This is based on an email we sent to our customers. It generated a lot of interest so we thought we’d expand on it here.
Stack Protect is a security tool from 20i that protects website passwords.
One of the most common and easy ways to compromise a website is to guess the password for login to its content management system (CMS). For example, /wp-admin for WordPress.
Malware will use trial-and-error to try to guess your password.
It might start by cycling through variants of the most common passwords. This is known as a ‘dictionary attack’: where the code cycles through all the words in a ‘password dictionary’, using common words and passwords that have been used already elsewhere.
It’s why it’s you should use a unique, secure password: one that is truly random.
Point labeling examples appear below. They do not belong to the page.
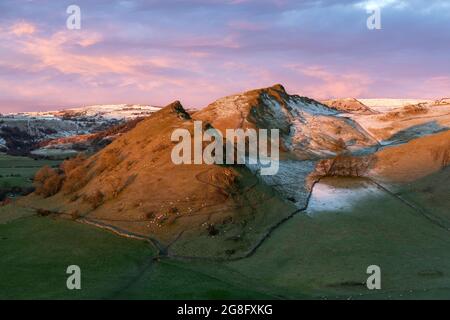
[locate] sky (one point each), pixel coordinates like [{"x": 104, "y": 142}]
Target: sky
[{"x": 196, "y": 51}]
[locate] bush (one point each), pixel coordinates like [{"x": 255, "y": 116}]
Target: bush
[
  {"x": 95, "y": 200},
  {"x": 75, "y": 180},
  {"x": 72, "y": 164},
  {"x": 47, "y": 182}
]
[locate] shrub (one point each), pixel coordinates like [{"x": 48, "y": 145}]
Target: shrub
[
  {"x": 72, "y": 164},
  {"x": 96, "y": 199},
  {"x": 75, "y": 180},
  {"x": 47, "y": 182}
]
This makes them difficult to remember – unfortunately – but there are password managers that can help with this.
Then there is the traditional brute force attack, where the code tries every character combination in sequence.
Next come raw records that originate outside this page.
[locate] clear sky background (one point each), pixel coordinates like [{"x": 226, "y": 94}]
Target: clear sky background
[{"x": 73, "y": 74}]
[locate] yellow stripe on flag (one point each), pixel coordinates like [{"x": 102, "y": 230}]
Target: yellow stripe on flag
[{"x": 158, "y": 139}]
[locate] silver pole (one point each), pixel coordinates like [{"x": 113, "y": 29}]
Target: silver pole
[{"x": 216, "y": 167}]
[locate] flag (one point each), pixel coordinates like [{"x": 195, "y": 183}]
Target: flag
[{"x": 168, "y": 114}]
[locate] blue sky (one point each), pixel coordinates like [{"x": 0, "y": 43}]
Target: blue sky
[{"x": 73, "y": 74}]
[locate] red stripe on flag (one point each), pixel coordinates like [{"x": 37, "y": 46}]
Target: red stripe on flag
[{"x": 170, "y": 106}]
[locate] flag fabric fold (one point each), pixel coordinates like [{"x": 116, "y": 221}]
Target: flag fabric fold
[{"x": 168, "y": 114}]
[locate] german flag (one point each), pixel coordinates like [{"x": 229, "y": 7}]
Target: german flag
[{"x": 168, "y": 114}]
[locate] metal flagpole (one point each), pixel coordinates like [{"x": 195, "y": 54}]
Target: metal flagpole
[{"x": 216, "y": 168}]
How Stack Protect protects your password
Stack Protect monitors requests to common login pages. When a request is made, it looks at a number of things:
- Publicly blacklisted domains and IPs
- Unusual geographic location (from the IP address)
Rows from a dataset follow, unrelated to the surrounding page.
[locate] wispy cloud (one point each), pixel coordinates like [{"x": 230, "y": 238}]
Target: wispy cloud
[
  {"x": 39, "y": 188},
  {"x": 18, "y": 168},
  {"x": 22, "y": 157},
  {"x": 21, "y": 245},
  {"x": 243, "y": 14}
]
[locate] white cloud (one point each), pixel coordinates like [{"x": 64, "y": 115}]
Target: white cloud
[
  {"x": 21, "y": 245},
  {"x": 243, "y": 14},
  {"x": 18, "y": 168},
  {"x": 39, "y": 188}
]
- Previous login attempts from that host
- Number of login attempts, and how many websites they’ve tried to access
- Failed logins and previous firewall rule breaking
If these criteria are matched, a Google reCAPTCHA splash page is presented:
This stops the brute force script in its tracks.
The splash page is served before any of the CMS’s code is executed. It takes place on on physically isolated servers, so that malware can’t access the core data for your site.
It happens very, very often. For example, in the first 3 weeks of August 2018, we had between 2.25 million and 5.5 million attempts – every day!
It’s just one of the ways that we help keep you secure.
Sadly, there are data breaches every day and no one can promise to keep you 100% secure. Even so, there are plenty of other ways that you can limit your exposure to harm from cybercriminals. We recommend using multi-factor authentication, physical security tokens and/or biometric methods (like fingerprints and retina scans) where possible.